Я невольно улыбнулся. Слова моего друга если и не были абсолютной правдой, то уж, во всяком случае, были недалеки от истины. Гасконец, а особенно гасконец в Париже, являл собою существо, в любую секунду готовое отстаивать собственное, пусть даже мнимое, величие любыми возможными средствами. И хотя дома он вполне довольствовался полуразрушенной хибарой, традиционно именуемой замком, – здесь он никак не мог смириться с тем, что почести, оказываемые его безденежной милости, в чем-то уступают тем, которые оказываются пэрам Франции и принцам крови.

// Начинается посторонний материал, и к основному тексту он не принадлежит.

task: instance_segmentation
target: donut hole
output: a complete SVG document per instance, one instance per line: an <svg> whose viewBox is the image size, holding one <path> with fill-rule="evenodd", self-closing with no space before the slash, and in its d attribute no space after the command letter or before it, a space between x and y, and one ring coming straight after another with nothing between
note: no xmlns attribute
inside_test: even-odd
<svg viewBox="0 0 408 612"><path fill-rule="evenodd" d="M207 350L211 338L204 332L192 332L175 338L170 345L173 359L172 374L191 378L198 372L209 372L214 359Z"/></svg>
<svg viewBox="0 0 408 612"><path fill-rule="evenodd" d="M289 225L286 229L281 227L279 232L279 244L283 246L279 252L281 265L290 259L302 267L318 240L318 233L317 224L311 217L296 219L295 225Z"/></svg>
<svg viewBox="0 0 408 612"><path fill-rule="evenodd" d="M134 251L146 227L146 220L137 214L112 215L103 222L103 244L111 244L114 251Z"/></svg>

– Сегодня они должны действовать строго по моему приказу, иначе охрана замка раздавит нас и не заметит.
– Вы шутите, мессир? – с надеждой в голосе спросил де Батц. – Не может быть, чтобы нас не заметили!
– Это уж точно. Но все же предупреди людей.
– Слушаюсь. – Мано повернулся и вышел из комнаты, а я остался стоять у окна, разглядывая коньки кровель и острые шпили церквей темнеющего на глазах Парижа.
Отчего-то мне он представлялся значительно более светлым.
Угрюмый, рассеченный диск луны, цепочки факелов ночной стражи да огни на башнях выхваченной из темени громады Бастилии – вот все, что противостояло в этот час надвигающейся тьме. Маловато. Я закрыл глаза, представляя Париж, точно залитый немигающим заревом миллионов лампад и свечей. На каждой улице, в каждом окне, на берегах реки, на мостах, везде…
Впрочем, темнота нам на руку. И шанс дойти куда как выше, и там, на месте… Я еще раз представил особняк Сен-Поль и невольно скривился, словно по ошибке откусил прованский лимон. Войти, найти, уйти, скрыться и, в конце концов, выбраться из столицы, будь она неладна! Каждая задача почти неразрешима. Выполнить же все их одновременно и вовсе не возможно!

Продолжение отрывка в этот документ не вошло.